I stood at the fence where King had almost taken flight, snowflakes melting on my eyelashes.  I smiled at the thought of four frightened teenagers trying to figure out how to tell Fritz what happened to his beautiful vintage carriage.


As I started back down the road, I became mesmerized by the purity of the blanketed white field, so I trudged out into the middle, the snowflakes falling heavily and building some depth on my shoulders and head.  I turned slowly, viewing the totality of this extraordinary kingdom from the center of the field.  And then, through pure whimsy I stood tall and ridged, arms out straight and fell backwards without bending.  The deep snow cushioned my fall.  I flapped my arms and legs, making a snow angel, carefully rising so as not to disturb my creation.  I strategically positioned myself at an angle to the last angel and repeated the process four more times until I had formed a symmetrical five-point star.  I grinned at my fanciful artwork and headed toward the pool.


Echoes of "over here" and "don't let her get it" rose from the sunken hole.  As I walked past the barren tennis courts, I could hear the hollow pop of the tennis ball, a ghostly game in winter.  The pool house was frozen shut for the season.  I dragged my feet, making long furrows in the snow.  The child in me had returned, and I realized that I had been living life so intensely that I had forgotten the simple joys associated with falling in the snow or changing the way I walk.  In fact, my life had become so frantic that I rarely even thought about what was under my feet as I walked.  I was jolted by the thought that being an adult and being oblivious had become synonymous.  How could I respect nature, if I didn't commune with it?  How could I respect people, if I didn't commune with them?  Had I lost touch with my real purpose in life?  Had ego taken charge of my life, making the acquisition of things and professional image more important than happiness?  Had I really lost my zest for adventure, my appreciation of simple joys, the ability to commune with the world around me?  A cold trickle of melting snow ran down my back as if to answer, "YES."


I stepped past the foggy kitchen window and pushed open the gate to the caretaker's home.  The slats of the gate made deep grooves in the snow.  I noticed, in the left rear corner of the back yard, the eight-foot Matterhorn that Fritz had made as the model for the larger version that the Swiss people built in the International Peace Gardens.  Just like the real mountain in Switzerland, Fritz's model stood tall, a symbol of strength under a pure white cloak of snow.  The covered swing that used to stand next to the Matterhorn was gone, no longer providing a place for a young man to sing love songs under the stars.  In the muffled silence of the morning, I could almost hear the crickets that accompanied my guitar on those warm summer nights.


I was about to climb the stairs to the kitchen, when I remembered the stairway below.  There in the dark cellar, the Silver Beaver would bring eagles and elk back to life, frozen in time.  I'd heard about Eagle Scouts, but Fritz was a Silver Beaver, who used his vacations to take scouts into the wilderness, and let them experience the dangers and wonders of nature.  He was also a taxidermist.  His dirt-walled cellar was always full of animals at varying stages of restoration, which I found spookily fascinating.


The hearty smell of homemade soup warmed my nostrils when the caretaker's wife opened the kitchen door.  I must have looked like the abominable snowman because she looked so shocked as she burst into laughter.  Her husband's curiosity soon got the best of him, and he poked his head around the corner.

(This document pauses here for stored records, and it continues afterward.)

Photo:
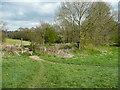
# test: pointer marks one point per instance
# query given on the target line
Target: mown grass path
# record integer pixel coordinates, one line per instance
(39, 59)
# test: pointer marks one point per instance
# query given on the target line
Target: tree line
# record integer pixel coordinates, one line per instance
(86, 22)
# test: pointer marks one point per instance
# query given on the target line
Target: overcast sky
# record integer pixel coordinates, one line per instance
(28, 14)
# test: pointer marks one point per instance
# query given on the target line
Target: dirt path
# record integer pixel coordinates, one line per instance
(39, 59)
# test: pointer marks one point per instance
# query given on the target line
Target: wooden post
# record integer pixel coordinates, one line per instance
(21, 45)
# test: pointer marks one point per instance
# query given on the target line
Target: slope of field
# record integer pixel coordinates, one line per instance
(23, 72)
(94, 67)
(15, 41)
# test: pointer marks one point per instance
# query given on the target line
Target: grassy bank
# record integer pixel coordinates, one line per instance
(98, 69)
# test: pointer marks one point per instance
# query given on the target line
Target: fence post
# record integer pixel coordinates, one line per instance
(21, 45)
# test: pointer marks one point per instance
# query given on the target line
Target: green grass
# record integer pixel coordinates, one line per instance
(97, 69)
(15, 41)
(101, 56)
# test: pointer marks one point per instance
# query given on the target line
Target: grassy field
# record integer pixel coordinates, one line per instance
(94, 67)
(23, 72)
(15, 41)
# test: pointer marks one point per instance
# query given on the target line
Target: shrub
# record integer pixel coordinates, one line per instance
(66, 47)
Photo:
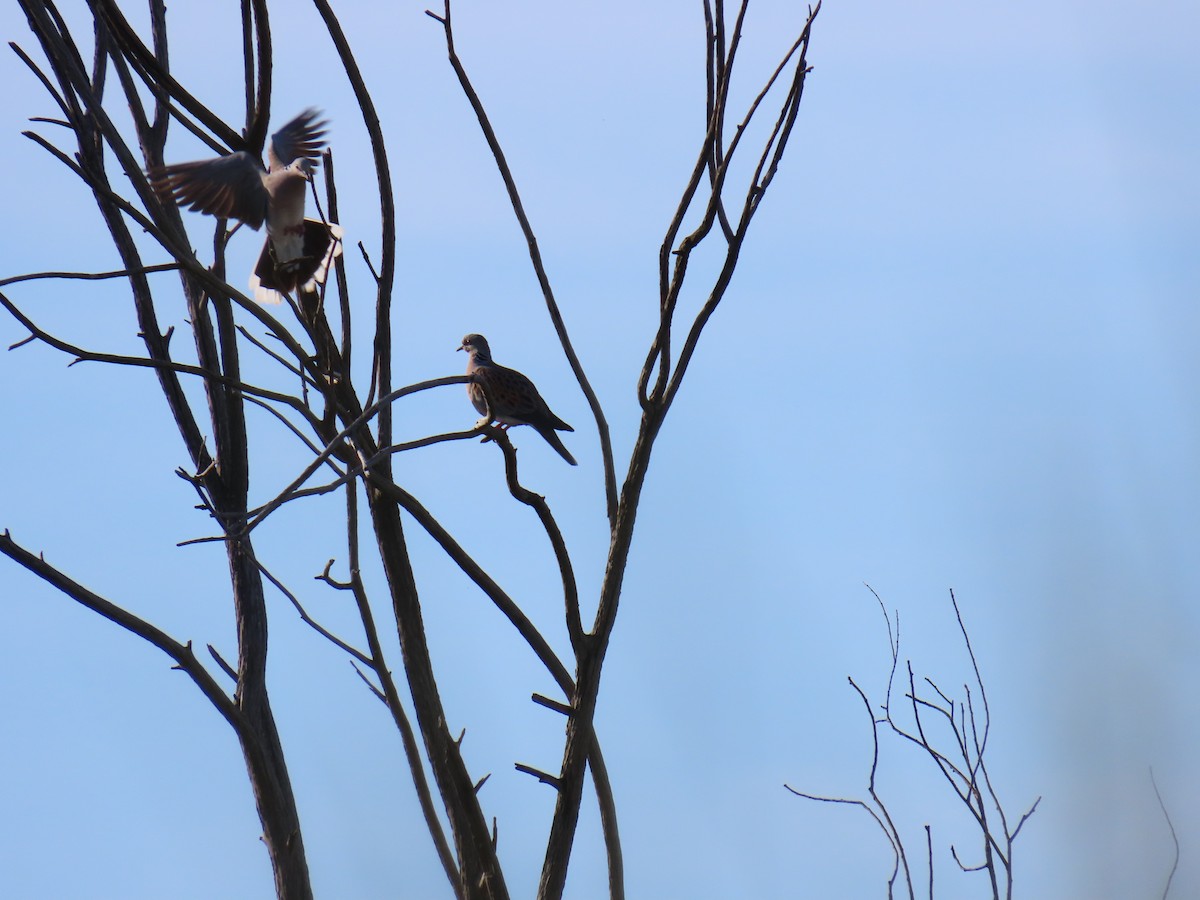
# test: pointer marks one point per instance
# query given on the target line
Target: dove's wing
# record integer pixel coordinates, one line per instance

The warm air quickly melted the snow on my eyebrows and eyelashes, blurring my vision. Soon we were all laughing deeply and heartily.  They invited me in for a bowl of soup.

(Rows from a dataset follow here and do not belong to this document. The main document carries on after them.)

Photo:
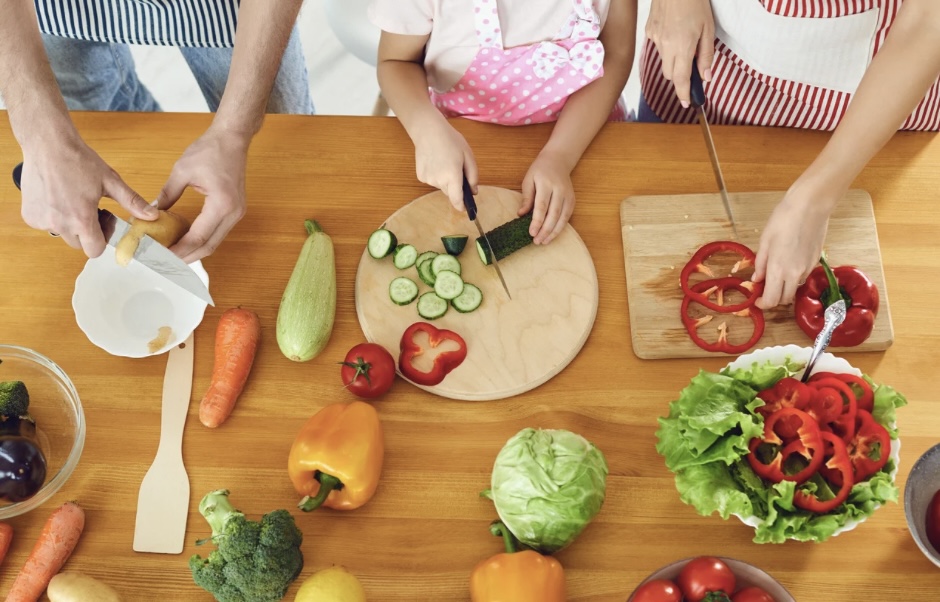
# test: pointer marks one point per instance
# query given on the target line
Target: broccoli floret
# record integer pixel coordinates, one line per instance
(255, 561)
(14, 398)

The kitchen had been updated and the furnishings were different.  In the dining room I envisioned Fritz's handmade table, covered with platters of Thanksgiving turkey and all the luscious trimmings.  My mother's family was filled with great cooks, and Hedi was often said to be the best of them all.  We sat on beautifully contoured chairs that Fritz had made.  He must have spent months carving the backs with Edelweiss, bears, mountains and the shields of Swiss Cantons.  Fritz ate three helpings of everything, and then eyeballed the last bit of mashed potatoes.  He picked up the bowl, but then hesitated and turned to me, or whoever was close, and always said, "Here, finish dis.  It'll look a lot bedder on you dan it vill on me!."  And everyone laughed. The chairs and table were gone now, but the hand carved cabinets remained, built into the wall, another lasting symbol of a man whose life was a constant reflection of his appreciation of nature.

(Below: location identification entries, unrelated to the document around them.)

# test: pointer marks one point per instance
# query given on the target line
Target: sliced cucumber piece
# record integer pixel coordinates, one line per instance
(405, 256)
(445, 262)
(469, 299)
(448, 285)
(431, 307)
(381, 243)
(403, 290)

After a renewing lunch, my hosts kindly let me explore their home.  The corner where Fritz's bass fiddle had stood seemed empty.  There was no sign of the beautifully carved, 10 foot long Alpine Horn with its deep, rich tone, designed to echo through the mountains and valleys of Switzerland.  Hedi's intricately designed gingerbread houses were missing, as was the easy chair that Fritz would always sit in after Hedi's marvelous meals.  Fritz was not one for small talk, and he seemed especially uncomfortable with a room full of silent people,  everyone too stuffed to talk.  My male cousins and I sat expectantly, waiting for Fritz to either fall asleep and start snoring or to get so uncomfortable with the silence that he would "do his thing."  Like kids trying not to giggle in church we would brace ourselves as Fritz took a very deep breath.  This attracted everyone's attention.  Then he would pause, which caused everyone to lean forward to hear his pearls of wisdom, and then he very slowly vocalized the word "Yuhp," but before he would say the "p,"  his tongue would block the output of air through his throat, cutting the word short.  Then, after a very brief pause, he would exhale.  My cousin Larry did the best imitation, but we had all given it some practice.  As a result, when the master himself broke the tension with his "Yuh...hhhhh" we were always forced to get up and leave the room in uncontrollable laughter.    Our parents closed their eyes is silence and shook their heads in tolerant embarrassment.  Then someone else broke the tension by saying, "Fritz, Alfie, how about some music."  And within three minutes Fritz was squeezing a jolly tune out of his beautifully crafted Orgeli while his brother Alfred accompanied him on a standard accordion. 


I found my foot tapping to one of Fritz's tunes as I waved good-bye to my newfound friends and drove into the tunnel.  I thought about where Fritz was now, probably the caretaker of some glorious celestial garden.  But as I pictured his new estate, I emerged from the tunnel realizing that I live in such a garden every day.  I may fail to smell the flowers or listen to the birds or feel the sun's warmth on a winter's day, but Fritz's garden is nature itself.  My mind opened, allowing me to see glimpses of Fritz's handiwork everywhere.  His garden was no longer a place, but a state-of-mind.  As the Saab crept through the ever-deepening snow, my world seemed different.  My world is different because I remembered the child.